Aperture Agents can be installed on a variety of infrastructure such as Kubernetes, VMs, or bare-metal. They integrate with Service Meshes or can be used with SDKs to provide flow control capabilities. Additionally, agents work with auto-scaling APIs for platforms such as Kubernetes, to help scale infrastructure when needed.

Aperture Databases

Aperture uses two databases to store configuration, telemetry, and flow control information: Prometheus and etcd. Prometheus is a time-series database used to store and query telemetry data collected from Aperture Agents. It enables Aperture to monitor the system and detect deviations from the service-level objectives (SLOs) defined in the declarative policies.

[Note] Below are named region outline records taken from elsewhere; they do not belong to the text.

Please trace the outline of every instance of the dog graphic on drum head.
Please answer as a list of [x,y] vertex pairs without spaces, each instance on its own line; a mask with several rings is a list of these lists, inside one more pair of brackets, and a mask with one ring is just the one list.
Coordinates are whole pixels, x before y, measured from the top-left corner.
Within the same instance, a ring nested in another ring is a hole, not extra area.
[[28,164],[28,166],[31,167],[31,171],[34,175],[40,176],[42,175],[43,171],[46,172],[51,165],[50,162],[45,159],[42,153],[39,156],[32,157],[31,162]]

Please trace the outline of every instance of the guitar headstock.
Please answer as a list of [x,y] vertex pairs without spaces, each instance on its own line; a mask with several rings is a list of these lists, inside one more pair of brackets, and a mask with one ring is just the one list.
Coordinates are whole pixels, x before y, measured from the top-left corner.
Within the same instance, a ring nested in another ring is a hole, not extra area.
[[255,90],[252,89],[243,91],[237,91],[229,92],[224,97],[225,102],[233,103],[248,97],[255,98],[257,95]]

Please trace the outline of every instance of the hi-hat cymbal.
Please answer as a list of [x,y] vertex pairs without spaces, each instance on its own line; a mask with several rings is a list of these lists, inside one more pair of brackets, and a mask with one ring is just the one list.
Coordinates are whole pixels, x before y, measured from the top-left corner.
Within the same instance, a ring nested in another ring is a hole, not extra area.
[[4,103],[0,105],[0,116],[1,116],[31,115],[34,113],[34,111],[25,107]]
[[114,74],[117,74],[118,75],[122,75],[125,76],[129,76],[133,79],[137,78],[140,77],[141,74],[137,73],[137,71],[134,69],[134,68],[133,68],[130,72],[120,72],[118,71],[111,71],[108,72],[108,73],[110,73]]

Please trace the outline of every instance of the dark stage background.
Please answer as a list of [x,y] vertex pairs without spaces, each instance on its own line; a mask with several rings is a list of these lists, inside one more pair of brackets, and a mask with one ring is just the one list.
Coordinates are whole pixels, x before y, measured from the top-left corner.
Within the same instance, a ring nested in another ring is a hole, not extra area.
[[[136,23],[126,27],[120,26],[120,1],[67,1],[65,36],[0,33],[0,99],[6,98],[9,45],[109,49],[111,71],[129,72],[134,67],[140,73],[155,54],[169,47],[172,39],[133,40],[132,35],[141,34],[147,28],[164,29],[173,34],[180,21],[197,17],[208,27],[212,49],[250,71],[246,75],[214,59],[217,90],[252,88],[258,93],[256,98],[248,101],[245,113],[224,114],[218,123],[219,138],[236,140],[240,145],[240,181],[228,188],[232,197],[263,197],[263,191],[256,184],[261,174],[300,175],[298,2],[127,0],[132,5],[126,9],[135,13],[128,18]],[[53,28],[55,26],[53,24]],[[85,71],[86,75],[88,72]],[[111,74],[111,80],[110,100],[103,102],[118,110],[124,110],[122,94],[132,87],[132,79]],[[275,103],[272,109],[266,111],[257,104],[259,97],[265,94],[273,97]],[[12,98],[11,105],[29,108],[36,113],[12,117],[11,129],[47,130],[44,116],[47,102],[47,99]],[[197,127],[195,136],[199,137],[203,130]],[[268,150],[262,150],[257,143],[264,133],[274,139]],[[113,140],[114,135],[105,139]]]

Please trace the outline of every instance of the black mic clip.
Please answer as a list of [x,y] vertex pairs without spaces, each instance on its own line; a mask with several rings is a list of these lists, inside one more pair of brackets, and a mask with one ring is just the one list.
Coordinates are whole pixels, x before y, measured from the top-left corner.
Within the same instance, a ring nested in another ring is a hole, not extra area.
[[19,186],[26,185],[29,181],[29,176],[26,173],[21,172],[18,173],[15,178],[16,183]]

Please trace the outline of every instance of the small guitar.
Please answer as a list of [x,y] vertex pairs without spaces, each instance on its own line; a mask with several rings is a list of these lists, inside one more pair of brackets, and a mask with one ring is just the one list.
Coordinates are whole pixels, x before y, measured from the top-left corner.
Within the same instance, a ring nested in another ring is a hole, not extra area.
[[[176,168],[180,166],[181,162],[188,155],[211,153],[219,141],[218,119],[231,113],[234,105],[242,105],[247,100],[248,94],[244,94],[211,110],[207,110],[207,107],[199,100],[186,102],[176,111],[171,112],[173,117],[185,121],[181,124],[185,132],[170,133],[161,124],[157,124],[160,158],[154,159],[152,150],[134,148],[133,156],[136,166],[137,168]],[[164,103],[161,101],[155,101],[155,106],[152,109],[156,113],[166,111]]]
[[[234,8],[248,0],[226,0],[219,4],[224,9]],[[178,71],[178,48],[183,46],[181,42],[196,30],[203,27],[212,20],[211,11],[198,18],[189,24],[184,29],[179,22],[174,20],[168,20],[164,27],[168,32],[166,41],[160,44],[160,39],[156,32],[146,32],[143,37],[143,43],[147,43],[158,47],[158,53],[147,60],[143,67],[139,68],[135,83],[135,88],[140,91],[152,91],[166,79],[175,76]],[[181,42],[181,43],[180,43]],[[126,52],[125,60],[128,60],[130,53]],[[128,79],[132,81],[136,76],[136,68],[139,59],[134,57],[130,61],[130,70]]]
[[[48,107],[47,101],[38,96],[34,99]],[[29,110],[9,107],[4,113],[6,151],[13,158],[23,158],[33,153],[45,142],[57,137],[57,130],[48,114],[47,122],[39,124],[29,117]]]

Etcd is a distributed key-value store used to store configuration and flow control information. Aperture Controller uses etcd to store the declarative policies that define the control circuits and their components, as well as the current system state.

Users can optionally reuse their existing etcd or scalable Prometheus installations to minimize operational overhead and leverage their existing monitoring infrastructure.